Debt firms hounding those with no cash, says SVP chief

PRIVATE debt collection companies are “hounding people” who have nothing and putting them under huge pressure, the southern regional president of St Vincent de Paul has warned.

Brendan Dempsey said debt collectors are a “huge problem” and the law seems to be on the side of the banks, which can harass people non-stop.

“They are phoning them three times a day, calling to their house. I know one person who does not even have her house anymore, she has lost everything, so what is the point of it?”

Referring to the case, Mr Dempsey said one bank has three debt collection agencies chasing the person.

“This person has lost a home and a business, has no income and is being fed by the SVP. All the laws seem to be on the side of the financial institutions, and they won’t take no for an answer.”

There is no regulation governing the operation of private debt collection agencies.

But there are rules covered by the Consumer Credit Act 1995.

Under the Central Bank’s Consumer Protection Code a lender cannot phone you or visit you in connection with your loan without your consent between 9pm and 9am on weekdays, or at any time on a Sunday or public holiday.

A lender is not permitted to call you or to visit you at your place of work unless you are also living there, or unless all reasonable efforts to contact you elsewhere have failed.

Mr Dempsey said things for people who are self-employed are “dire”.

“They are literally living on charity.
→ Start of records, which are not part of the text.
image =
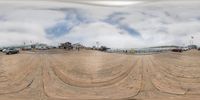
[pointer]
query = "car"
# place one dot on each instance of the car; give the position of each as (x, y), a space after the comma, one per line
(11, 51)
(1, 49)
(4, 50)
(177, 50)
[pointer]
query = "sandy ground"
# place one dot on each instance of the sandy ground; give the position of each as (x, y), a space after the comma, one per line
(58, 75)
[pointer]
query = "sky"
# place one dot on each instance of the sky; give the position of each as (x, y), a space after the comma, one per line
(134, 26)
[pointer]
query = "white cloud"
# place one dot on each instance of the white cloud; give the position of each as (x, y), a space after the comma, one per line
(159, 23)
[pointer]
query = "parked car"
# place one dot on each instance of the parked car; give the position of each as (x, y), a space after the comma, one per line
(1, 49)
(177, 50)
(4, 50)
(11, 51)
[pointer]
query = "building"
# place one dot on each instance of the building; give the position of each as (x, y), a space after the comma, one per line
(192, 46)
(66, 45)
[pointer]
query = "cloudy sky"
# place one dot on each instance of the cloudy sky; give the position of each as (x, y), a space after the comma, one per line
(133, 26)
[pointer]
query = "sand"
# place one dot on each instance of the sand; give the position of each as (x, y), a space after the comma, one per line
(72, 75)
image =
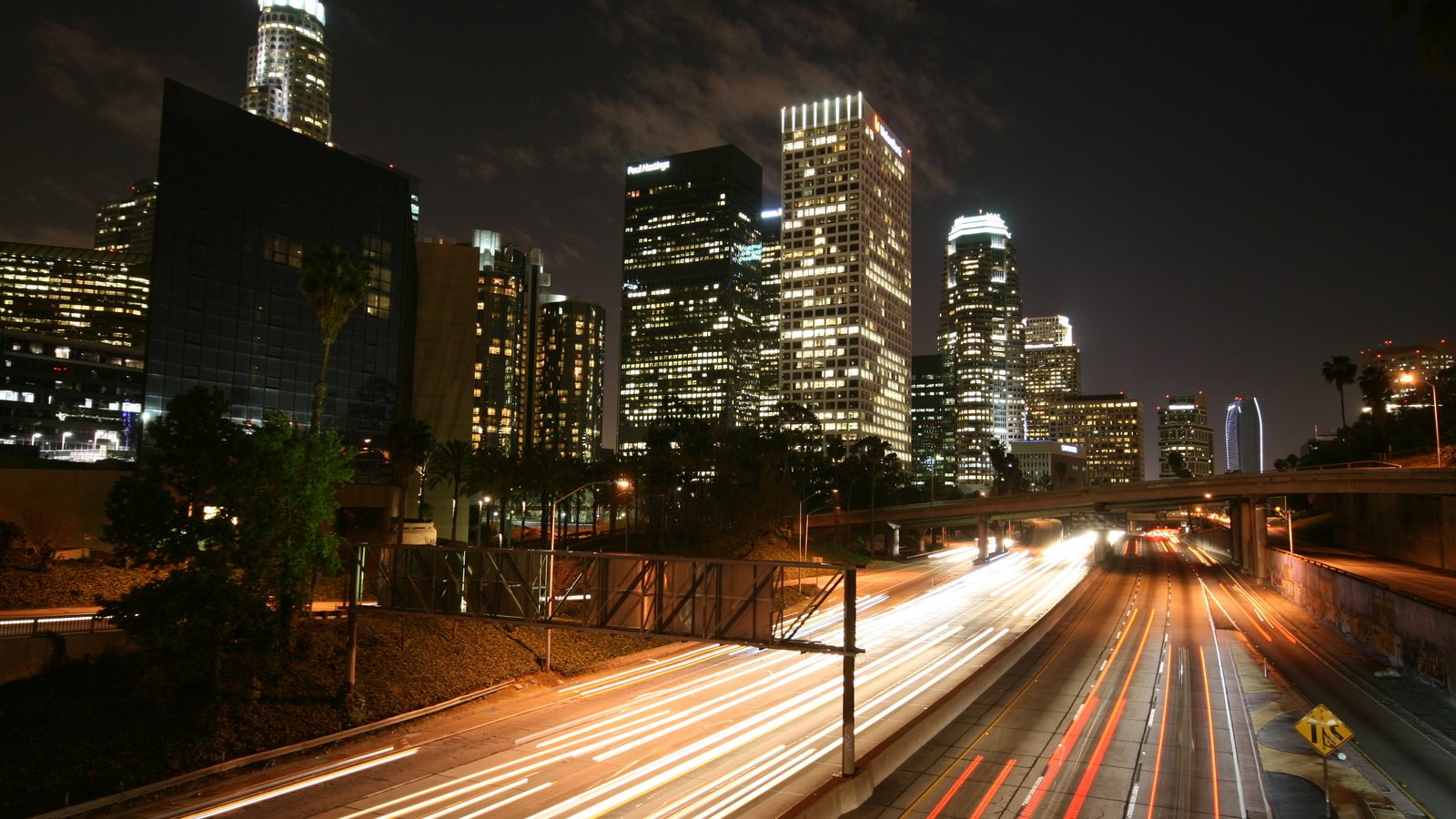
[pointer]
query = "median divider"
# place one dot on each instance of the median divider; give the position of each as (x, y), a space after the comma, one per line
(841, 796)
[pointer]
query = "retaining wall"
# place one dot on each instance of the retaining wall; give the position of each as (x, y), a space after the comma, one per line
(1414, 636)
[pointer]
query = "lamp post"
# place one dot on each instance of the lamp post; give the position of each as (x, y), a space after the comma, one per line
(1436, 413)
(551, 547)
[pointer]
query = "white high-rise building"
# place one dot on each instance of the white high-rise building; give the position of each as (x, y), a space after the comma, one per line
(844, 299)
(290, 72)
(982, 339)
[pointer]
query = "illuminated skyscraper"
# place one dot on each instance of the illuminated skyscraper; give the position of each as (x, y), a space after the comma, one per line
(1244, 436)
(572, 358)
(1053, 370)
(982, 341)
(290, 72)
(127, 227)
(1183, 428)
(75, 293)
(692, 292)
(844, 300)
(1110, 431)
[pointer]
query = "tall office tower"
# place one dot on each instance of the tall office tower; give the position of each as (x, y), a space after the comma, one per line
(1053, 370)
(1183, 428)
(510, 290)
(692, 293)
(771, 222)
(932, 443)
(844, 300)
(127, 227)
(1244, 436)
(75, 293)
(982, 339)
(239, 206)
(1110, 431)
(572, 360)
(290, 72)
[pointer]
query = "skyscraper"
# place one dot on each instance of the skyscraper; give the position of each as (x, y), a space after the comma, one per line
(1244, 436)
(572, 358)
(1053, 370)
(75, 293)
(692, 292)
(982, 339)
(1110, 431)
(290, 72)
(239, 205)
(1183, 428)
(932, 446)
(844, 300)
(128, 225)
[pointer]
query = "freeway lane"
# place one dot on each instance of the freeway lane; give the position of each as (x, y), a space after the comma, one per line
(1123, 710)
(705, 732)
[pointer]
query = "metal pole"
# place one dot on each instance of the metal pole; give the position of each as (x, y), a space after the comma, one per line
(356, 579)
(848, 745)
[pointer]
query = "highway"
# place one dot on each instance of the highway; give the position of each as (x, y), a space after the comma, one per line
(1130, 707)
(706, 731)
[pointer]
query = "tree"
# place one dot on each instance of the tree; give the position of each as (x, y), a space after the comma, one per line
(238, 522)
(408, 445)
(1340, 372)
(334, 281)
(451, 462)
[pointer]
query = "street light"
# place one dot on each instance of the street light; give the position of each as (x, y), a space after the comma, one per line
(551, 547)
(1436, 413)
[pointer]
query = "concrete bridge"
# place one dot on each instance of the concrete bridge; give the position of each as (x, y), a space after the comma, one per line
(1247, 496)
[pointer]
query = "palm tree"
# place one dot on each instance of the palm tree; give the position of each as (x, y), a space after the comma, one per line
(334, 281)
(451, 462)
(1340, 372)
(408, 443)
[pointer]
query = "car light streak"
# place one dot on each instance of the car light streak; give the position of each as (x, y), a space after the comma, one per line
(1108, 729)
(956, 787)
(1213, 749)
(309, 782)
(996, 784)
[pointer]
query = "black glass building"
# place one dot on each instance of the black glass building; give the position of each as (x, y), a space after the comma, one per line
(693, 303)
(240, 201)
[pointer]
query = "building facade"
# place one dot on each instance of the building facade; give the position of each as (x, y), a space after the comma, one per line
(844, 299)
(239, 206)
(1244, 436)
(572, 363)
(1050, 464)
(693, 302)
(128, 225)
(1053, 370)
(75, 293)
(1183, 428)
(72, 399)
(932, 416)
(982, 339)
(290, 72)
(1110, 431)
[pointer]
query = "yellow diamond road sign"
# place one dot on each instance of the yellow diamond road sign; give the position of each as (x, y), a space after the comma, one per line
(1324, 731)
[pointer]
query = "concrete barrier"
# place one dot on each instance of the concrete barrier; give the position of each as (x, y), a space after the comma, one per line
(844, 794)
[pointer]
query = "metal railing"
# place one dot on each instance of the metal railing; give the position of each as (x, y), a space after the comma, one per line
(14, 627)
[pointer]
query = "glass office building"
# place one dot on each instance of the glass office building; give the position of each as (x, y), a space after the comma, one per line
(692, 295)
(240, 203)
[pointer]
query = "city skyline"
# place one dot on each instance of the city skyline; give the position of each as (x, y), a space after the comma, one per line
(1133, 175)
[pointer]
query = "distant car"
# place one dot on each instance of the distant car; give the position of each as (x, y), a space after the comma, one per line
(419, 532)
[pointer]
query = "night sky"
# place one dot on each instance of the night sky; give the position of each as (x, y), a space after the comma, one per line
(1219, 196)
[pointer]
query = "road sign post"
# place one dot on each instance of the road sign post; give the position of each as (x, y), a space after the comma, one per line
(1324, 731)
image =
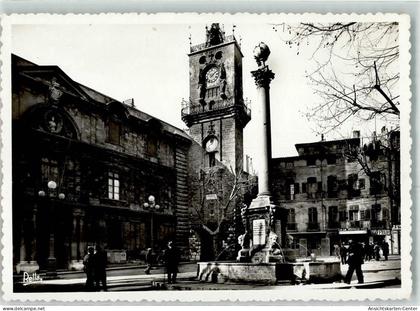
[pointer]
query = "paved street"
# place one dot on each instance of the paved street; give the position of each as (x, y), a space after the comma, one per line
(376, 274)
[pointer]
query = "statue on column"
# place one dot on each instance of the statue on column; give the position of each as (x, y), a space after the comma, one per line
(202, 85)
(222, 85)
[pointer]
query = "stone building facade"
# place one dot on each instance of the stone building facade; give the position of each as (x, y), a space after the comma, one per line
(216, 114)
(331, 198)
(86, 168)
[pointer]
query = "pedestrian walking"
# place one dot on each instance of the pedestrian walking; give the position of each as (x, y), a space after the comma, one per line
(148, 260)
(355, 261)
(100, 261)
(343, 254)
(385, 249)
(171, 257)
(369, 251)
(376, 250)
(89, 269)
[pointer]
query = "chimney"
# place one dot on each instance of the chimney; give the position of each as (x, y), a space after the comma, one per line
(356, 134)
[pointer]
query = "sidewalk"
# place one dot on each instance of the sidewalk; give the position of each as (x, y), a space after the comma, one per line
(376, 274)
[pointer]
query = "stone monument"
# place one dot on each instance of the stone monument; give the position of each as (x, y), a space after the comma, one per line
(264, 221)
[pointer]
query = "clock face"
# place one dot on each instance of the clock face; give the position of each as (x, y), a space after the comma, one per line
(212, 75)
(212, 144)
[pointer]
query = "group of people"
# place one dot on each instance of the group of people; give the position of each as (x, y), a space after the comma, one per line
(356, 253)
(170, 258)
(95, 265)
(369, 251)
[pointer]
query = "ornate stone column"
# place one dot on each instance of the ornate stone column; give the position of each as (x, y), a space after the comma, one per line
(265, 230)
(76, 262)
(263, 76)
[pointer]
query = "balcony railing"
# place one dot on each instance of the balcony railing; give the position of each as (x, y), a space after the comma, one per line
(355, 224)
(313, 226)
(202, 46)
(190, 108)
(378, 224)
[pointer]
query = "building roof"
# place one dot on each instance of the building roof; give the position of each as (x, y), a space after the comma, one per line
(39, 72)
(355, 141)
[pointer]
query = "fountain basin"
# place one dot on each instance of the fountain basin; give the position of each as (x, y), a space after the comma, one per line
(269, 273)
(317, 271)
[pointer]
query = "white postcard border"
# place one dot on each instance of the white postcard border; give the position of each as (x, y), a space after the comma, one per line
(296, 293)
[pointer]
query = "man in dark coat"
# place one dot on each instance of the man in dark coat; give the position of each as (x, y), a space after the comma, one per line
(385, 250)
(149, 260)
(171, 262)
(89, 268)
(355, 261)
(343, 254)
(376, 250)
(100, 261)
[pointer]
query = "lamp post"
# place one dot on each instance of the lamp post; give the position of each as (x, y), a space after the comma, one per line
(52, 261)
(152, 205)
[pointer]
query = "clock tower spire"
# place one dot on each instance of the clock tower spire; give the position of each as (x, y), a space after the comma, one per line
(216, 112)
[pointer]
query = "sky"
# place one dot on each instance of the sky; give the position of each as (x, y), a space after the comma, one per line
(149, 63)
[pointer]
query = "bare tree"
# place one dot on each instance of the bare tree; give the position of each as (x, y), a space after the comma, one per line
(217, 193)
(380, 161)
(355, 70)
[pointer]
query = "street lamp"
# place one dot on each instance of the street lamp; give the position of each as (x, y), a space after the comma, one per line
(52, 262)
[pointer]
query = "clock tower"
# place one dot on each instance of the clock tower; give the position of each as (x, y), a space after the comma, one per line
(216, 112)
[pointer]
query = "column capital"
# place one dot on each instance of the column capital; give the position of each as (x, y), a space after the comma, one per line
(263, 76)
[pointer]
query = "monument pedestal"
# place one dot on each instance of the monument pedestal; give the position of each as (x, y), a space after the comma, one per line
(266, 225)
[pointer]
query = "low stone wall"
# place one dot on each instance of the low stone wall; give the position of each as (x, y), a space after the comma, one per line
(221, 272)
(269, 273)
(317, 271)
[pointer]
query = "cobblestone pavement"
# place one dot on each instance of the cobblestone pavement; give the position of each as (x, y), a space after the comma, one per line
(376, 274)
We are feeding them and paying their ESB bills... After about 15-20 weeks they can go on a supplementary welfare allowance payment, but they are really struggling until that happens.”

Mr Dempsey said the social welfare system is not fair and seems to be needlessly harsh on the very people relying on it. He said that in one case a woman who was working three days a week and who was getting social welfare payments for the rest, had been deducted for bank holidays over the past few weeks.